Big appetite for T-bills brings down rates

The Bureau of the Treasury fully awarded the P15 billion in fresh T-bills auctioned off Monday as rates fell across the board.

“Average rates came in below secondary market levels across all tenors amid healthy market demand,” the Treasury said in a statement.

Tenders reached P31.9 billion, making the auction oversubscribed twice as much.

For the P6 billion in 91-day treasury bills, the average rate declined to 2.176 percent from 2.189 percent in the previous auction.

Investors tendered P15.8 billion for the three-month IOUs maturing on Nov. 2.

As for the P5 billion in 182-day debt paper, the rate was 2.529 percent.

Bids for the six-month government securities maturing on Jan. 31 next year reached P7.9 billion.

The 364-day T-bills, meanwhile, were accepted at an annual rate of 2.972 percent, down from 2.995 percent previously.
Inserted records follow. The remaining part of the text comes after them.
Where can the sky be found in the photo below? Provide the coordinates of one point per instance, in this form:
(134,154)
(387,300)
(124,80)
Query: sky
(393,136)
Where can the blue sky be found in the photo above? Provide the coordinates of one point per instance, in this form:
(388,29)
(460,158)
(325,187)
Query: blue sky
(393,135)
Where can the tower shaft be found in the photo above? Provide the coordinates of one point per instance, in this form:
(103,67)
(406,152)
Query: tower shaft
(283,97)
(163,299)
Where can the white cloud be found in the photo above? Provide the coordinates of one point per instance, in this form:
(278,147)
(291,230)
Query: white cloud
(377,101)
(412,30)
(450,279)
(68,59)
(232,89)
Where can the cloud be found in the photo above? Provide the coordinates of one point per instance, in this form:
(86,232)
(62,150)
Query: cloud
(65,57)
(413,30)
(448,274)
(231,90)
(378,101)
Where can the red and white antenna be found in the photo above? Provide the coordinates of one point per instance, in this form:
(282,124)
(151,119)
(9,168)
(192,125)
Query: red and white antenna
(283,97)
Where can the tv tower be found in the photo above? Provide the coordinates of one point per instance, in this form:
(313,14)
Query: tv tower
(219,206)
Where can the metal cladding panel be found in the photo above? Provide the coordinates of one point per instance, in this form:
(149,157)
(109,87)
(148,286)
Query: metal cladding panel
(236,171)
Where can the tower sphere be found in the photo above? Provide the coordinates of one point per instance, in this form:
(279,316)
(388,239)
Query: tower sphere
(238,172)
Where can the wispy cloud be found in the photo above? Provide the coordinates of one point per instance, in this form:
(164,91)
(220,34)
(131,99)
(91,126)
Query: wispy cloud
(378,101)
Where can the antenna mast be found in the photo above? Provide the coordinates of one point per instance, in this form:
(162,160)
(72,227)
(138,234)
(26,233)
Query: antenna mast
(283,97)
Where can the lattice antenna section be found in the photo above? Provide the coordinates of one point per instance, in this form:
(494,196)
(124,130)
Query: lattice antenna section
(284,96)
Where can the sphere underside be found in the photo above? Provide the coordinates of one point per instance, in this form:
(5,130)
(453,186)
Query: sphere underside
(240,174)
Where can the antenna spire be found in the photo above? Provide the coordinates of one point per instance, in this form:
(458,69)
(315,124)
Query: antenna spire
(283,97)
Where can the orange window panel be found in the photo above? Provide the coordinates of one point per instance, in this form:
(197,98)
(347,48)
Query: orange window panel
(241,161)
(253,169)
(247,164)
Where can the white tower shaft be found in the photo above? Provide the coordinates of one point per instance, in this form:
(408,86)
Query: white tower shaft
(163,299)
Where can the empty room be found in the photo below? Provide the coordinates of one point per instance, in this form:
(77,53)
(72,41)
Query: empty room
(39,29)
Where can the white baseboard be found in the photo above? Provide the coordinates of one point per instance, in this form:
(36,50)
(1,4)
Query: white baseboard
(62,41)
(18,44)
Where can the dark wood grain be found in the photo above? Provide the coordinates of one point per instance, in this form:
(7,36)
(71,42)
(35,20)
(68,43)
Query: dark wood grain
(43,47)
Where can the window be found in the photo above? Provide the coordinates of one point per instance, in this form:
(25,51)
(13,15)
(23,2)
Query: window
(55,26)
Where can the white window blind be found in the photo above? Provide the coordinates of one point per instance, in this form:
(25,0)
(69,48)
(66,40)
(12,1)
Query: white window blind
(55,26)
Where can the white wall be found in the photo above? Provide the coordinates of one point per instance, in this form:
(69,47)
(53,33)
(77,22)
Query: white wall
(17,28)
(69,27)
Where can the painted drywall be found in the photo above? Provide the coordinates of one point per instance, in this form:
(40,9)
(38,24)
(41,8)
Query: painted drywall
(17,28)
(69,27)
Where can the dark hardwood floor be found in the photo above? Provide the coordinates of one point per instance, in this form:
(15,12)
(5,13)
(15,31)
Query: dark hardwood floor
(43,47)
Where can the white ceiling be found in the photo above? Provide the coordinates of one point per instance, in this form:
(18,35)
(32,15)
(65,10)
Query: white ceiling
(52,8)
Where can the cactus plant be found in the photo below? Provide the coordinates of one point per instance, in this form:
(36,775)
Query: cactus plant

Tenders for the one-year treasury bills maturing on Aug. 1, 2017 totaled P8.2 billion.

In contrast, the Treasury last week rejected all bids for the P15 billion in reissued 20-year T-bonds maturing on May 18, 2037.

“Auction rates exceeded internal estimates, rising from when the security was first reissued in June 2017,” the Treasury had said.

The bonds fetched an annual rate of 5.035 percent, lower than the 5.25-percent coupon rate when they were first issued in May.

Tenders last week reached only P11.2 billion due to “muted” market demand, the Treasury said.